-----------------------------------------------------------
This is an automatically generated e-mail. To reply, visit:
https://reviews.apache.org/r/22761/
-----------------------------------------------------------
Review request for tika.
Bugs: tika-1343
https://issues.apache.org/jira/browse/tika-1343
Repository: tika
Description
-------
The Joshua Decoder toolkit is a BSD licensed Java-based statistical machine
translation system hosted at Github:
http://joshua-decoder.org/
Joshua takes in corpuses and trains models that can then be used to do language
translation. Currently there is support for e.g., Spanisn->English, Indian
dialects->English, Chinese->English, and a few others.
https://github.com/joshua-decoder/joshua/
It would be nice to build a Tika Translator on top of Joshua. There are of
course several issues with this:
* the models are huge - so we'll need a separate package or Maven module, maybe
tika-translate-joshua or something to release the models and we'll need to
build the models. I just went through the process of building the
Spanish->English one, and it still needs to be rebuilt b/c I did it wrong, but
it took over a day
* there is a configuration for Joshua, and so we need some way of passing that
config into the Translator. Not sure of the best way to do this.
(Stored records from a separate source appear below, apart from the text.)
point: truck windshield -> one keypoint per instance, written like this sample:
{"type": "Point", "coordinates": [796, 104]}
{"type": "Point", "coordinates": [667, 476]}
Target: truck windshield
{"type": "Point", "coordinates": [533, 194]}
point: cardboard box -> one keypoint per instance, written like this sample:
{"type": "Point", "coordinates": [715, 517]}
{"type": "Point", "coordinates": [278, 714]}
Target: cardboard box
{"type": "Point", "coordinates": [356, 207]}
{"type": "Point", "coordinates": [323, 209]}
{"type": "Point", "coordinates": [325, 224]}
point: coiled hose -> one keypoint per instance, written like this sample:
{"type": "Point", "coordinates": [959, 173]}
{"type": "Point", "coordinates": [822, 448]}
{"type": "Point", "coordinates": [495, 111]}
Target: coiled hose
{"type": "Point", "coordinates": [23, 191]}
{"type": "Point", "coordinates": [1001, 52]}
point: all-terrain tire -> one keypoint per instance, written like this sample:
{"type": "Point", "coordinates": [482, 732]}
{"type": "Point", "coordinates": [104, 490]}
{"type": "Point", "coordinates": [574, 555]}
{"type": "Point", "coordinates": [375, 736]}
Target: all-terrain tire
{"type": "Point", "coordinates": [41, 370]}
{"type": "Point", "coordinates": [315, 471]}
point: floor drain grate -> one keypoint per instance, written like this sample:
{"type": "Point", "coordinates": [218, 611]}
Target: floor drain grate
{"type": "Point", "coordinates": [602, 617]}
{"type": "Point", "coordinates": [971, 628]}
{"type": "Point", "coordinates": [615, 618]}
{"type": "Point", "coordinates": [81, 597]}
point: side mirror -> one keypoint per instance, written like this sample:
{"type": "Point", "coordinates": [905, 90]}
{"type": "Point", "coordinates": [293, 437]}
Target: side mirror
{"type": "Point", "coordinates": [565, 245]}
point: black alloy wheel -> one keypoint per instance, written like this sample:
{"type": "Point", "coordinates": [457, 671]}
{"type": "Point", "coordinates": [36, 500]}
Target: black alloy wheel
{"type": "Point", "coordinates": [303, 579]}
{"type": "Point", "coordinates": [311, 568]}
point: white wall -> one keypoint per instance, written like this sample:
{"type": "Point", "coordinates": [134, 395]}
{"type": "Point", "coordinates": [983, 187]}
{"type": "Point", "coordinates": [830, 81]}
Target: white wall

* Joshua isn't in the Central repository. I've started a discussion on the
Joshua lists about this:
https://groups.google.com/forum/#!topic/joshua_support/9Y04miboUj0
Anyhoo, I've got a working patch right now with hard code stuff, and a manual
install into my Maven repo for brave souls out there that want to try it.
Diffs
-----
Diff: https://reviews.apache.org/r/22761/diff/
Testing
-------
ran through on my locally built Spanish->English corpus built using
http://joshua-decoder.org/data/fisher-callhome-corpus/
My dataset isn't perfect, but it can do basic translations. Also wrote a unit
test, part of the patch.
Thanks,
Chris Mattmann